Mississippi to remove Confederate symbol from state flag

AP
The Mississippi state legislature on Sunday passed a bill to remove the Confederate emblem from their flag on the only remaining state flag to feature the Confederate badge.
AP
Mississippi to remove Confederate symbol from state flag
AFP

Protesters raise their fists outside the Mississippi State Capitol building during the state legislature’s historic vote to change the Mississippi flag on Sunday.

US state Mississippi will retire the last state flag in the US with the Confederate battle emblem.

A broad coalition of lawmakers — Black and white, Democrat and Republican — voted on Sunday for change as the state faced increasing pressure amid nationwide protests against racial injustice.

The Senate voted 37-14 to retire the flag, hours after the House voted 91-23.

The bill is now waiting for the state Governor Tate Reeves to pass in the next few days, who has said he would sign it into law.

Mississippi has a 38 percent Black population, and critics have said for generations that it’s wrong to have a flag that prominently features an emblem many condemn as racist.

Democratic Senator David Jordan told his colleagues just before the vote that Mississippi needs a flag that unifies rather than divides.

“Let’s do this because it’s the right thing to do,” Jordan said.

Cheers rang out in the state Capitol after the Senate vote. Some spectators wept. Legislators embraced each other, many hugging colleagues who were on the opposing side of an issue that has long divided the tradition-bound state.

Democratic Representative Robert Johnson of Natchez choked back tears as he told reporters that he has seen white colleagues develop more empathy about how the Confederate symbol is painful to him and other African Americans.

“They began to understand and feel the same thing that I’ve been feeling for 61 years of my life,” Johnson said.

A commission will design a new flag that cannot include the Confederate symbol and that must have the words “In God We Trust.” Voters will be asked to approve the new design in the November 3 election. If they reject it, the commission will set a different design using the same guidelines, and that would be sent to voters later.

Republican House Speaker Philip Gunn, who is white, has pushed for five years to change the flag, saying the Confederate symbol is offensive.

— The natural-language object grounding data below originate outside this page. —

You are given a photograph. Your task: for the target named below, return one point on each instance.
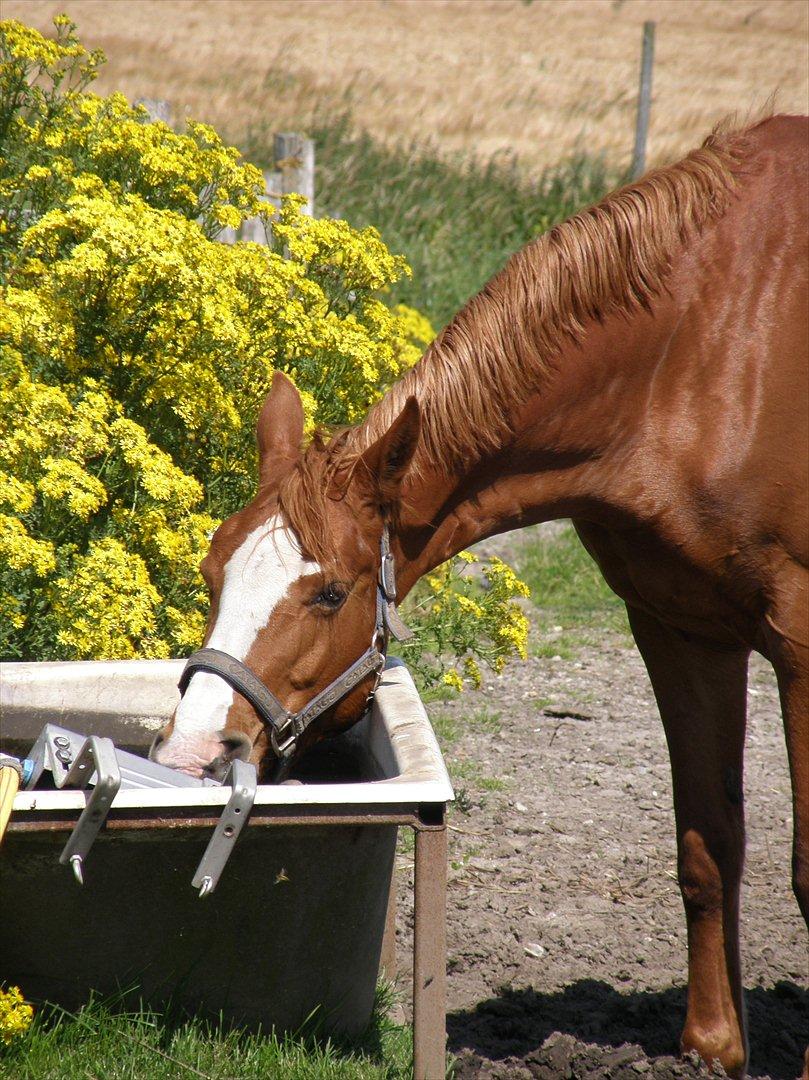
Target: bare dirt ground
(566, 934)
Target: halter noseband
(286, 727)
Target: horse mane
(609, 258)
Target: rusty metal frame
(428, 822)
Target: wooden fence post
(158, 108)
(644, 102)
(295, 161)
(294, 173)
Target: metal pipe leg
(429, 955)
(388, 958)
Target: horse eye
(332, 596)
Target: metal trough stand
(131, 700)
(242, 779)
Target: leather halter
(286, 727)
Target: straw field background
(540, 79)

“How sweet it is to celebrate this on the Lord’s day,” Gunn said.

Mississippi to remove Confederate symbol from state flag
AFP

In this file photo taken on June 23, 2015 the Mississippi state flag hangs in an underground hallway at the US Capitol in Washington, DC. The battle emblem is a red field topped by a blue X with 13 white stars.

Legislators put the Confederate emblem on the upper left corner of Mississippi flag in 1894, as white people were squelching political power that African Americans had gained after the Civil War.

The battle emblem is a red field topped by a blue X with 13 white stars.

The Mississippi Supreme Court found in 2000 that when the state updated its laws in 1906, portions dealing with the flag were not included. That meant the banner lacked official status. The Democratic governor in 2000, Ronnie Musgrove, appointed a commission to decide the flag’s future. It held hearings across the state that grew ugly as people shouted at each other about the flag.

Legislators then opted not to set a flag design themselves, and put the issue on the 2001 statewide ballot in which voters chose to keep the flag.

An increasing number of cities and all Mississippi’s public universities have taken down the state flag in recent years.

At a Black Lives Matter protest outside the Mississippi Governor’s Mansion in early June, thousands cheered as an organizer said the state needs to divorce itself from all Confederate symbols.

Former Mississippi Governor William Winter, who is now 97, served on then-President Bill Clinton’s national advisory board on race in the 1990s and was chairman of the Mississippi flag commission in 2000. Winter said on Sunday that removing the Confederate symbol from the banner is “long overdue.”

Democratic state Senator Derrick Simmons of Greenville, who is African American, said the state deserves a flag to make all people proud.

“Today is a history-making day in the state of Mississippi,” Simmons said. “Let’s vote today for the Mississippi of tomorrow.”